Technical Primer | Zk-stark: Low Degree Testing


The second article in this series, using supermarket receipts as an example, described the specific process of Arithmetization. This article will be based on another example, while reviewing the Arithmetization process, the content will be extended to the polynomial LDT process.

New instance

Alice Claim: "I have 1000,000 numbers and they are all in the range [0,9]". In order to facilitate the verification of the verifier Bob, Alice first needs to perform Arithmetization transformation on Claim. The process is shown in Figure 1 below (in the figure: the black arrow represents the main flow, the red arrow represents additional explanatory information, and the yellow circle corresponds to the index detailed below)

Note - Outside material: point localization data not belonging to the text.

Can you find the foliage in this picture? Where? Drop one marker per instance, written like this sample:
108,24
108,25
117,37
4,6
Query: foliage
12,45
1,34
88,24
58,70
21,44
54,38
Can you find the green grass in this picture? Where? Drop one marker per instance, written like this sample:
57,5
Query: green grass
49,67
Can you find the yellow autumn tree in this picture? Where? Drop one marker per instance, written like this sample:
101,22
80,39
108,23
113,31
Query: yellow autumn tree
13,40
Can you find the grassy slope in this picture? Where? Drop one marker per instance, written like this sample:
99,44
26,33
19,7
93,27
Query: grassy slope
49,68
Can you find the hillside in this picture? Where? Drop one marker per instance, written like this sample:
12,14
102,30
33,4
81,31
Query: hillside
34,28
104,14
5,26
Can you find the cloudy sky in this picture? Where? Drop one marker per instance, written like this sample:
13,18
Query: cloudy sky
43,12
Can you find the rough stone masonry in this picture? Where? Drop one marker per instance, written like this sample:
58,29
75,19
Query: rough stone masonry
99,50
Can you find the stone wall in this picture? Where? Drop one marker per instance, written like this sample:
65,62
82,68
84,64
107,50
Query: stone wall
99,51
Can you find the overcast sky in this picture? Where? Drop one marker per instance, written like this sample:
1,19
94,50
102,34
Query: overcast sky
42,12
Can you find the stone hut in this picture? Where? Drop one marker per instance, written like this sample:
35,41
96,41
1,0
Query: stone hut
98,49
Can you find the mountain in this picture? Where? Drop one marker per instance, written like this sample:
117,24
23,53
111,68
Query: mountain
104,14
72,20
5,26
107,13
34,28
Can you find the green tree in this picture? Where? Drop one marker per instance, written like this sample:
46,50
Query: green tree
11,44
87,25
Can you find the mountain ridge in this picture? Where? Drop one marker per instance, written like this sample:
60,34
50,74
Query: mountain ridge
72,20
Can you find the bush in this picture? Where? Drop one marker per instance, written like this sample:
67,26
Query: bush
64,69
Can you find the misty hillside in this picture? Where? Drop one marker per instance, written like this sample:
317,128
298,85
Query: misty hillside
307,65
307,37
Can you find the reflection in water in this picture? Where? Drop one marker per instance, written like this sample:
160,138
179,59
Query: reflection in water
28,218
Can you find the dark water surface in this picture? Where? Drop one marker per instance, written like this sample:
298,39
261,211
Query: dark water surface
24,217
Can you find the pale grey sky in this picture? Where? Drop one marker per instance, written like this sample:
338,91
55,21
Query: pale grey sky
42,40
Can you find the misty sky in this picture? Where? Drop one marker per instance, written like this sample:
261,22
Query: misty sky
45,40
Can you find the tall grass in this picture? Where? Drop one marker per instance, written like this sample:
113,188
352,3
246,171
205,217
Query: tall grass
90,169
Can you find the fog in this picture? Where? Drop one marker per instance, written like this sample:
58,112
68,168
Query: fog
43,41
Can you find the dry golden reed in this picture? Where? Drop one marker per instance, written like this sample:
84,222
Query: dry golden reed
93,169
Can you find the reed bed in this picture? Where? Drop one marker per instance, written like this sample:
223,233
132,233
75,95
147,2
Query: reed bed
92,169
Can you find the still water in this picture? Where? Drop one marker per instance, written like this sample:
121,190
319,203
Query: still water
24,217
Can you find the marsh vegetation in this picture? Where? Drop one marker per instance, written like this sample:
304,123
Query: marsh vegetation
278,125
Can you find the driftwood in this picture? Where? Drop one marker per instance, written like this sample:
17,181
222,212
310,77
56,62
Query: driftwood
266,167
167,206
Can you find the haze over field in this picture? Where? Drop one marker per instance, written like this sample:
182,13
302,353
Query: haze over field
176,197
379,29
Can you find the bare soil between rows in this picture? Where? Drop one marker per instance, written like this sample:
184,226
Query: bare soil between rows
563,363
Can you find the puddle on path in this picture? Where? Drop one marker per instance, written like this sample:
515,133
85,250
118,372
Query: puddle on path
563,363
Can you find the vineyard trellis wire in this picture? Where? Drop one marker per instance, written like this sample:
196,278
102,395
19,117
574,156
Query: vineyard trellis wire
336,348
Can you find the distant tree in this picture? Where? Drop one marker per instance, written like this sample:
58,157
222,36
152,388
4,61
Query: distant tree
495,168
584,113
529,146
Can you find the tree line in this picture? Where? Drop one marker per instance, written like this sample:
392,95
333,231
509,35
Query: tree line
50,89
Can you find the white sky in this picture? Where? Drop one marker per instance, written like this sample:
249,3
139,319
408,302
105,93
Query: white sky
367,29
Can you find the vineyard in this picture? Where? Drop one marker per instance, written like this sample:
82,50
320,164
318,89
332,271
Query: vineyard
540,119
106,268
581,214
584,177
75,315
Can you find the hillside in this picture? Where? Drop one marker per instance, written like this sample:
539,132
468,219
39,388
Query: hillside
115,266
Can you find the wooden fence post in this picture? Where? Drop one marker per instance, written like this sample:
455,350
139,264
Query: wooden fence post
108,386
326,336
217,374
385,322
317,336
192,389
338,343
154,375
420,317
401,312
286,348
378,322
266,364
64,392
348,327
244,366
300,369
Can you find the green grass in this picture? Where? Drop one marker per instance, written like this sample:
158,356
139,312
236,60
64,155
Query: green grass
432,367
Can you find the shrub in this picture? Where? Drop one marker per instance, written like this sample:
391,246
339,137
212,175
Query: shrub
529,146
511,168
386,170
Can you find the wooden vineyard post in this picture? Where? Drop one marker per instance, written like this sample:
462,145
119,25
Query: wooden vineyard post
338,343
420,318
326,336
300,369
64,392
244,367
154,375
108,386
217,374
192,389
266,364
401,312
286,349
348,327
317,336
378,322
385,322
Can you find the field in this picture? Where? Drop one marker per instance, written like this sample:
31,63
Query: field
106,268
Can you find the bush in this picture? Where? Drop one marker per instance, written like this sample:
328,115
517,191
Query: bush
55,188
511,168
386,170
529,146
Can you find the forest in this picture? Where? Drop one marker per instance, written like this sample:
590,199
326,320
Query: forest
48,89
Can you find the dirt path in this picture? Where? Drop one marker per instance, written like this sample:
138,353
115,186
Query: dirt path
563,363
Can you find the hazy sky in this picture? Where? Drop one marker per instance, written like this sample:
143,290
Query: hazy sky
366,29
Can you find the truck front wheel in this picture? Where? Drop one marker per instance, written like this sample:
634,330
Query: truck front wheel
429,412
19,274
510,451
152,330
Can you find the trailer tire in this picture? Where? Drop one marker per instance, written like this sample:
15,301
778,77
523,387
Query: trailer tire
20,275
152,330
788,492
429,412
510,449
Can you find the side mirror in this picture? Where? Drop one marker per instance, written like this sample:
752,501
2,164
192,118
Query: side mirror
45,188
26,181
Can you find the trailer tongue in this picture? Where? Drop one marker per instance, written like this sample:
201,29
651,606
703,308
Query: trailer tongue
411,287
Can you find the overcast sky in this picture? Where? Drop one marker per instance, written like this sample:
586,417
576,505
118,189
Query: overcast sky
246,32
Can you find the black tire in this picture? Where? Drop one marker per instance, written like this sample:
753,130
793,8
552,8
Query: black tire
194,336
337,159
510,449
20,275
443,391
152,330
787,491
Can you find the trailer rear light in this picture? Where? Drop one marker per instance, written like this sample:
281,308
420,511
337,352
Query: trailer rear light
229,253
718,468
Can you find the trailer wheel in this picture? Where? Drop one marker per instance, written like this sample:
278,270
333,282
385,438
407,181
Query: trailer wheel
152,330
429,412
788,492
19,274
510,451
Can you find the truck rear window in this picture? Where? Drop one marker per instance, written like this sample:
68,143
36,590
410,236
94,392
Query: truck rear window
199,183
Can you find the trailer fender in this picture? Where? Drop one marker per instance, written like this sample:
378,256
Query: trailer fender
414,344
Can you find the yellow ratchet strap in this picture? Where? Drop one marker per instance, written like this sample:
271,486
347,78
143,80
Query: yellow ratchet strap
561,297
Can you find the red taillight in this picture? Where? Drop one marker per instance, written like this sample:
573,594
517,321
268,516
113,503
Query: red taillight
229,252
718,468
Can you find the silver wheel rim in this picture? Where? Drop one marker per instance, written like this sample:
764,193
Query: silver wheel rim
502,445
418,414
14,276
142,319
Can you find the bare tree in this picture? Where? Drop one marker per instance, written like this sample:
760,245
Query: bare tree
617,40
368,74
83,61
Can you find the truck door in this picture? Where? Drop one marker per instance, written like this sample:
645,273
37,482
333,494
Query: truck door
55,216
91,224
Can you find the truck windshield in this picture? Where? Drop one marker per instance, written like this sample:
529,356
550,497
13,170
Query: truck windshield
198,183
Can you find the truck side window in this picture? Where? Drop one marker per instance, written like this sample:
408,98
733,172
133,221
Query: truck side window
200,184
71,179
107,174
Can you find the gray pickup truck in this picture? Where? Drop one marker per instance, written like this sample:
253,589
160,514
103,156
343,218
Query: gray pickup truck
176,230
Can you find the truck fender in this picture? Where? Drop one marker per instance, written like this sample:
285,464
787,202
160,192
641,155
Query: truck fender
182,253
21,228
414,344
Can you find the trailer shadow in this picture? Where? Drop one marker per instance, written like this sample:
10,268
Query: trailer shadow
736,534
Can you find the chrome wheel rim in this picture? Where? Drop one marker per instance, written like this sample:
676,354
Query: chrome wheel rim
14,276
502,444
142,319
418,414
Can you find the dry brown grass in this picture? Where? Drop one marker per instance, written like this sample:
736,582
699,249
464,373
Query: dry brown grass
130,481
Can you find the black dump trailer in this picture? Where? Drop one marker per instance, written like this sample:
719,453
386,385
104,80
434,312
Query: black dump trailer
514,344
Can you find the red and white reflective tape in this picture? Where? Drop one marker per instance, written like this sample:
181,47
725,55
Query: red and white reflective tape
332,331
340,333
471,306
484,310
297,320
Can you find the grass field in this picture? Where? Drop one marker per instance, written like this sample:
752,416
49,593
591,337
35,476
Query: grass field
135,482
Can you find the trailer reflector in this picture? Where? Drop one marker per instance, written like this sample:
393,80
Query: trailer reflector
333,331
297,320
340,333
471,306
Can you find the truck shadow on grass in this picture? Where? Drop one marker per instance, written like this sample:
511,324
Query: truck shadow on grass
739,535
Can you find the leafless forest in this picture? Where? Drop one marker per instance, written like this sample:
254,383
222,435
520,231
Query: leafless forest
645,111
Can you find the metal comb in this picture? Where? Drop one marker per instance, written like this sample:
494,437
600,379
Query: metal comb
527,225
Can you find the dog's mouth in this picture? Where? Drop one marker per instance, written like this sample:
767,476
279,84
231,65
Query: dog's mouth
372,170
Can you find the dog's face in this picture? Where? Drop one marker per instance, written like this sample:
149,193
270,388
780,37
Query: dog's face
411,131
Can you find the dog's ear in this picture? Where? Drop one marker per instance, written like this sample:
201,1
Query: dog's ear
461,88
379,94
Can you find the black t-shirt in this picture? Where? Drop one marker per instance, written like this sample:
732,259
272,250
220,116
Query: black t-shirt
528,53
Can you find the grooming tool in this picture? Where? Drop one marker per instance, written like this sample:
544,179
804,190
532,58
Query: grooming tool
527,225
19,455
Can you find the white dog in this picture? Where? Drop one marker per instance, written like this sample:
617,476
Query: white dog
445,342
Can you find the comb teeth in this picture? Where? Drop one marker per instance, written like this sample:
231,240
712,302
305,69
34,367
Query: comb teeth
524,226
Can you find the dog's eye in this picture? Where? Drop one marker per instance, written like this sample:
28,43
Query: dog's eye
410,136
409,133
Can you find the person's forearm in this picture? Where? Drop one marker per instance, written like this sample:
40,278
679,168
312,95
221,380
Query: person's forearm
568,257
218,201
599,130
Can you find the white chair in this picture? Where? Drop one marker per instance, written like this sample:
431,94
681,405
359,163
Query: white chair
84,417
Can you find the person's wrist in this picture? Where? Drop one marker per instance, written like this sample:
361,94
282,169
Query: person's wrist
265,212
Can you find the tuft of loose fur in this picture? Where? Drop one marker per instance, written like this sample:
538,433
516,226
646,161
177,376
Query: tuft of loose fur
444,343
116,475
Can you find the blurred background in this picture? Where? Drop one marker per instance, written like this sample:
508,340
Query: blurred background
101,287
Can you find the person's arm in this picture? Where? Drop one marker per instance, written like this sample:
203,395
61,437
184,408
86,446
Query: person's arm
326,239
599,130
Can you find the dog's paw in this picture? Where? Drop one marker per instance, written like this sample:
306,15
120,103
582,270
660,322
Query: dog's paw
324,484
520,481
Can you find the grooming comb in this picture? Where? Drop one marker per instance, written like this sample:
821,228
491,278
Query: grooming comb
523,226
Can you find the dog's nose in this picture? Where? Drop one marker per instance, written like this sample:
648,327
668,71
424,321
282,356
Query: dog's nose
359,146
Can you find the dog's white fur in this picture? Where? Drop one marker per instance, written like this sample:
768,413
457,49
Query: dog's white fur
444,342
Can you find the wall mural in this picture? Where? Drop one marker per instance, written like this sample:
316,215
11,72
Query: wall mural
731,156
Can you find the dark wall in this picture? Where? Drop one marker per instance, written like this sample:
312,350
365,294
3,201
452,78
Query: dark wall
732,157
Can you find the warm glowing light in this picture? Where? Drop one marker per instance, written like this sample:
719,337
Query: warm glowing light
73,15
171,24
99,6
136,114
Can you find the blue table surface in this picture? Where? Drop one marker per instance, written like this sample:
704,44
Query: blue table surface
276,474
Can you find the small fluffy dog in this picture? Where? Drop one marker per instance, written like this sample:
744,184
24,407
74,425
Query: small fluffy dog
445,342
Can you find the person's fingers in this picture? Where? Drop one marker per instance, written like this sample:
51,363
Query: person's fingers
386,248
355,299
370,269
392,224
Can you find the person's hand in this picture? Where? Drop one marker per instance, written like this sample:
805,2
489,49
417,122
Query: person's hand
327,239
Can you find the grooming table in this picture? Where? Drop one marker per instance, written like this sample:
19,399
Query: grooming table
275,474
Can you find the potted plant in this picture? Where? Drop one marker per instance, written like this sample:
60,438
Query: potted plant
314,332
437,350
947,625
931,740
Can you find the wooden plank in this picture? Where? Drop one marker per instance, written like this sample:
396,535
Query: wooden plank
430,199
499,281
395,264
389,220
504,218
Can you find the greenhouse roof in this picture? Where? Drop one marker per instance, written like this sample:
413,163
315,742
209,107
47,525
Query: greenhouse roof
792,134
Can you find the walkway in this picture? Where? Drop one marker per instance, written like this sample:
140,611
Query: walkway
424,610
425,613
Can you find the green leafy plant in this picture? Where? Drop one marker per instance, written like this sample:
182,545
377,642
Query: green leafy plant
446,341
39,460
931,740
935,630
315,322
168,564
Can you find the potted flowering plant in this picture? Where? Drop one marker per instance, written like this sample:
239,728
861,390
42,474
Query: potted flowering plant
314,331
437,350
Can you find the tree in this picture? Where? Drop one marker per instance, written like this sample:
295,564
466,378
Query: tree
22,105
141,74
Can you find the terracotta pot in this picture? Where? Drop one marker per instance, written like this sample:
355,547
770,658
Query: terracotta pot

The following details the corresponding process:

  1. First, the execution trace (EXCUTE TRACE) is generated. In fact, it is a table with a total of 1000,000 rows (in fact, in order to achieve the purpose of zero knowledge, some random values ​​need to be added after the execution trace. The specific number is The prover and verifier are coordinated and decided, as an extension, not specifically described);
  2. Generate polynomial constraints (Polynomial Constrains), polynomial constraints satisfy each line of the execution trajectory (personal understanding: step 1, 2 does not have a certain sequential dependency relationship, but it is customary to generate the execution trajectory first, then generate the constraint polynomial);
  3. Interpolate the execution trajectory to obtain a polynomial P (x) with a degree less than 1000,000, and the value of x is [1,1000,000], and calculate the value at more points. The value range of x is expanded to [1,1000 , 000,000] (Reed-Solomen system coding); if the prover has a value that is not in the range of [0,9] (shown by red line 1/2 in the figure), if it is the 1000,000th point, its actual value It is 13, greater than 9, and the curve G (x) after interpolation is shown in the figure. In the figure, P (x) is a valid curve and G (x) is an invalid curve. It can be seen that the two curves have a maximum of 1,000,000 intersections in the range of the value of the variable x [1,1000,000,000], that is, 1000,000,000-1000,000 points are different, which is very important.
  4. Combine the interpolated polynomials P (x) and polynomial constraints to transform them into the final form:

Q (P (x)) = Ψ (x) * T (x), where T (x) = (x-1) (x-2) … (x-1000,000), x takes the value [1, 1000,000,000]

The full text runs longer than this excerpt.